Spring Training Teasers: Couch Side’s top five MLB pitchers for 2012
As pitchers and catchers reported to their respective camps during the past few days, Couch Side also has Spring Training fever.
And with the Major League Baseball season about a month away, we’ve decided to begin a look into the top players at each position. So here is our fist in a series of 12 blogs in which we will break down the top five players at each position during the next few weeks. Couch Side’s own Trevor Gould appropriately chose to start our series off with starting pitchers. Here is who he sees as this year’s movers and shakers from the hill.
1. Justin Verlander, Detroit Tigers
Last year, Justin Verlander almost singlehandedly redefined the definition of domination. The right-handed fire-baller posted a league high 24 wins along with a stellar 2.40 ERA, scintillating 250 punch-outs, and a .92 WHIP, the lowest in the league. Major League Baseball rewarded Verlander handsomely for his accomplishments by handing him both the AL Cy Young and league MVP award. Verlander’s pitches often exceed 100 MPH, and he is able to accurately pinpoint all areas of the strike zone, keeping hitters constantly guessing. Thanks to the Tigers’ offensive potency and the recent addition of power bat Prince Fielder, Verlander has a very good chance of racking up an equally gaudy number of wins this season.
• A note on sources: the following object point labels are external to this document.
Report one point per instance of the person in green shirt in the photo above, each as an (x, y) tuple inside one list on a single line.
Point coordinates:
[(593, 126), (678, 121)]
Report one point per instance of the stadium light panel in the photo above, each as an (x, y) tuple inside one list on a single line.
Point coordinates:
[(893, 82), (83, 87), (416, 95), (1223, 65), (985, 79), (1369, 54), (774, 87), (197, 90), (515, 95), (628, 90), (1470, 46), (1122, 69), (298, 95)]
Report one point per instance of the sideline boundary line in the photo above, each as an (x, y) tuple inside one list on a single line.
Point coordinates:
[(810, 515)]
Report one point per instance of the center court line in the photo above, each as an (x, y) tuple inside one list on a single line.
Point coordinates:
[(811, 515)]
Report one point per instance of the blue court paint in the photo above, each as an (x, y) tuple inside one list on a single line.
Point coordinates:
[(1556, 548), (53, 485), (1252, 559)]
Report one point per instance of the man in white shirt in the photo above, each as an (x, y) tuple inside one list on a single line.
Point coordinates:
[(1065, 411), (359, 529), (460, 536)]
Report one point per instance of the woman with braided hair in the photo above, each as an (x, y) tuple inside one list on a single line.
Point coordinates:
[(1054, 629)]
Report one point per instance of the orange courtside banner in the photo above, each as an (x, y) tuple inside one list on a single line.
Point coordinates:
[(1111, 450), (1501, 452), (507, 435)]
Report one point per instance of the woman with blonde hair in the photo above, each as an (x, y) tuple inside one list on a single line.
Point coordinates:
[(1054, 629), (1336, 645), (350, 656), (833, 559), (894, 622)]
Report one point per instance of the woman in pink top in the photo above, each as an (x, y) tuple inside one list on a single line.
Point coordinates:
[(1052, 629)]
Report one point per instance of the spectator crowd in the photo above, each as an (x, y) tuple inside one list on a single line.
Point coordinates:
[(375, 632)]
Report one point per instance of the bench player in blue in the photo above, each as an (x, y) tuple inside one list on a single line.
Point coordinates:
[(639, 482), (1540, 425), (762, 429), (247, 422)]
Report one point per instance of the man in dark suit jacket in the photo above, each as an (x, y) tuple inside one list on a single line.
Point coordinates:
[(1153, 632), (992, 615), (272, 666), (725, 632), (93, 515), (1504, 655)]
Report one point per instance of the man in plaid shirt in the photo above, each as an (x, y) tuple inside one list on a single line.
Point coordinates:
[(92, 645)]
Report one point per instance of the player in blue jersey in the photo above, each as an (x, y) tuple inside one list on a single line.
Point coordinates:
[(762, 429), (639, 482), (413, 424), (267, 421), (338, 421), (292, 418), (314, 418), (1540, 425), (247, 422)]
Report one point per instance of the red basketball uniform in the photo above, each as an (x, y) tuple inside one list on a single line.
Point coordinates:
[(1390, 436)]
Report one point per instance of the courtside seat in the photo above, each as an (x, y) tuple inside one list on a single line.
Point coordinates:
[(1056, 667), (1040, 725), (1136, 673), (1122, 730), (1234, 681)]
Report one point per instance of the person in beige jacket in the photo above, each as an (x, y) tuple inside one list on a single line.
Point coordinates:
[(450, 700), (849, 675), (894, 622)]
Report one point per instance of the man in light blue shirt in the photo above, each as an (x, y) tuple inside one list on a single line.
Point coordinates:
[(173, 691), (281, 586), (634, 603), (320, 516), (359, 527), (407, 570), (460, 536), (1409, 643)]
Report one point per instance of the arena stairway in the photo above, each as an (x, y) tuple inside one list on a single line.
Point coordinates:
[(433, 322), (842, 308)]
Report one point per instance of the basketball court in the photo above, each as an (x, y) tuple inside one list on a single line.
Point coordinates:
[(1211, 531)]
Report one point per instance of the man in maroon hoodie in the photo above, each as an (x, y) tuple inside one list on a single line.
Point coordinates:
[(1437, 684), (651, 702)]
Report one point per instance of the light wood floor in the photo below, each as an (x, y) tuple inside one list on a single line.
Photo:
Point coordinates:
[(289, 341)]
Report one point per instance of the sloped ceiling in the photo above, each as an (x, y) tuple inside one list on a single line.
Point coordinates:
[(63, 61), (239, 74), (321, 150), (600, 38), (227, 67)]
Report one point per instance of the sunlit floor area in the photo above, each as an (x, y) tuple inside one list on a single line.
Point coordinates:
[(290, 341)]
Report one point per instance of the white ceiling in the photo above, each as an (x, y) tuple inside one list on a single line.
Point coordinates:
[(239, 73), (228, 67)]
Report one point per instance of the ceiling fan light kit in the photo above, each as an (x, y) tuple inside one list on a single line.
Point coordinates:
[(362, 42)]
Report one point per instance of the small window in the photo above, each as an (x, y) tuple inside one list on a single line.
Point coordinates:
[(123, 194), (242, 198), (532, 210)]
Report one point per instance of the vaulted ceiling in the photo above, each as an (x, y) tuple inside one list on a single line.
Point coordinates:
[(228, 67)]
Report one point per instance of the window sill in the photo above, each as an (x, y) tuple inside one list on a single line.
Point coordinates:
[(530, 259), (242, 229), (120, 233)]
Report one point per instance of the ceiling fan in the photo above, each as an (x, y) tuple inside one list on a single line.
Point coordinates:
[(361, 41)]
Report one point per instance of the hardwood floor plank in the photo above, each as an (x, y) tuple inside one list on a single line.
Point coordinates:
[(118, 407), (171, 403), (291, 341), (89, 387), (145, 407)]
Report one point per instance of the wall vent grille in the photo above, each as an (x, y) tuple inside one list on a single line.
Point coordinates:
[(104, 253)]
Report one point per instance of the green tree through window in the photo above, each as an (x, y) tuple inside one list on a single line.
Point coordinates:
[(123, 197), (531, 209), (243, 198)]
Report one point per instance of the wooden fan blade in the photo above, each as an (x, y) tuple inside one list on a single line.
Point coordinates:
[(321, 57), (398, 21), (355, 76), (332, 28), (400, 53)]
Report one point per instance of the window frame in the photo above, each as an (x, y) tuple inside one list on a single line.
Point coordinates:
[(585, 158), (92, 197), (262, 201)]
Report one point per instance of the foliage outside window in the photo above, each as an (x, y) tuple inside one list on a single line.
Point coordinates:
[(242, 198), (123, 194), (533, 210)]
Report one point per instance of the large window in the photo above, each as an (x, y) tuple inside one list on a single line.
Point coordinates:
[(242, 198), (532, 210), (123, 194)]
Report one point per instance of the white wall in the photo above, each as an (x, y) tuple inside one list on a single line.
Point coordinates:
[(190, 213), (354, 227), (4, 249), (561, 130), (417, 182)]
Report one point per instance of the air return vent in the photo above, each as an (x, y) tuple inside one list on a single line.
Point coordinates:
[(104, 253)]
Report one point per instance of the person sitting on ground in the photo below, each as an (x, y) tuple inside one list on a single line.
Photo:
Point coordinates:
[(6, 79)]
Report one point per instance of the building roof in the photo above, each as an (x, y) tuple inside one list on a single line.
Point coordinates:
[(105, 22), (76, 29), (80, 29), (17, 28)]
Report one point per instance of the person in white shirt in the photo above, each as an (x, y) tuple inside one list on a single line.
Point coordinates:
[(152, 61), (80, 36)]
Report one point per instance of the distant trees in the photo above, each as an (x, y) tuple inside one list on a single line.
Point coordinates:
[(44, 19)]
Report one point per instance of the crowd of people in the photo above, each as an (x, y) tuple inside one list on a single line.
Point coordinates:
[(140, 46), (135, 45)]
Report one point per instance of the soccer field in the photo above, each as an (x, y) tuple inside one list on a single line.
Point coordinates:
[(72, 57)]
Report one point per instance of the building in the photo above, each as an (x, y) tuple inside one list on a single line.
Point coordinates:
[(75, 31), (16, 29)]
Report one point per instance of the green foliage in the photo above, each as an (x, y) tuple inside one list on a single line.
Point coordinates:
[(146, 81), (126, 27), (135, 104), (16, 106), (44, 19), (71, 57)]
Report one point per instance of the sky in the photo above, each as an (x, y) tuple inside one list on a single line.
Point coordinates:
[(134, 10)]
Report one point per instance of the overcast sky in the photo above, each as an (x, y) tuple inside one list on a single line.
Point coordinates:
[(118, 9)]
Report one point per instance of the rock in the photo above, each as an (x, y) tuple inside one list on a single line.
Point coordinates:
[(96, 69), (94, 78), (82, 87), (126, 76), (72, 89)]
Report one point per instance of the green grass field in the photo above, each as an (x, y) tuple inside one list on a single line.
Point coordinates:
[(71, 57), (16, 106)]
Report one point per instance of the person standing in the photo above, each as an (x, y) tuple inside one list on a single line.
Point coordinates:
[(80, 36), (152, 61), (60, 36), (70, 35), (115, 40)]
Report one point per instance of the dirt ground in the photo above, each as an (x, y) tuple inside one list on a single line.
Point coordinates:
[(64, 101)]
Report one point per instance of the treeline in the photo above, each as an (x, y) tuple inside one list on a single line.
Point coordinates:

2. Roy Halladay, Philadelphia Phillies
In the world of professional baseball, Roy “Doc” Halladay is the very definition of a consummate professional. The 6-foot-6, 230 pound two-time Cy Young winning pitching guru finished off the 2011 season with a 2.35 ERA, 220 strikeouts, and a 19-6 starting record. Doc’s dedication towards physical fitness along with his tireless work ethic has helped cement him as one of the most consistent and dominant hurlers in the game today. He stands fearlessly atop the mound and throws some of the nastiest stuff in the league.
3. Clayton Kershaw, Los Angeles Dodgers
Steady statistical progression indicated Clayton Kershaw was due for a huge 2011 campaign, and he did not disappoint. The 23-year old southpaw went 21-5 while posting a superb 2.28 ERA and fanning 248 batters on his way to winning the NL Cy Young Award and breaking Tim Lincecum’s stranglehold of dominance over NL hitters. Kershaw is young and his dynamic arsenal of pitches is lethal, especially his deadly curve ball, one of the game’s best. What makes his success that much more extraordinary is that he was able to pull out 21 wins with the weak Dodgers offense sputtering behind him. Kershaw is no fluke, he is here to stay, and gives Los Angeles a young stud pitcher to place their hopes and dreams upon.
4. Cliff Lee, Philadelphia Phillies
Just because he is playing second fiddle to Roy Halladay in the Phillies’ pitching rotation doesn’t mean Cliff Lee is a pushover. The 6-foot-3, 190 pound veteran lefty hurler sports some of the best control and precision in the league, and is virtually immune from getting emotionally rattled. In 2011 Lee compiled a 2.40 ERA, striking out 238 while boasting a WHIP of 1.03, while going on to achieve a 17-8 record. His wide variety of pitches: 4-seam fastball, 2-seam fastball, slider, circle change, and knuckle curve cause nightmarish guessing problems for even the best hitters in the league. Expect him to continue to deliver some of the best pitching in baseball.
5. Tim Lincecum, San Francisco Giants
From a physical appearance standpoint, Tim Lincecum is a complete conundrum. He is lanky individual with long, wavy black hair who weighs no more than 175 pounds and stands slightly below six foot. But appearances can be incredibly deceiving, and no pitcher has done more to prove that theory then Lincecum. Ever since stepping into the league he has been a strikeout machine, his unorthodox delivery and potent pitching arsenal winning him back-to-back NL Cy Young Awards and helping the Giants to a World Series Championship in 2010. His split-changeup is absolutely filthy, and is infamously difficult to make contact with. Despite experiencing a career high 86 walks in 2011, Lincecum still managed to fan 220 batters and finish the regular season with a 2.74 ERA. His mediocre 13-14 record was due mostly to lackluster Giants’ bats, and while many have dubbed 2011 as a down year for Lincecum, it just shows how high the bar has been raised for him. Even in a “down year” Lincecum deserves to me mentioned amongst the league’s elite hurlers.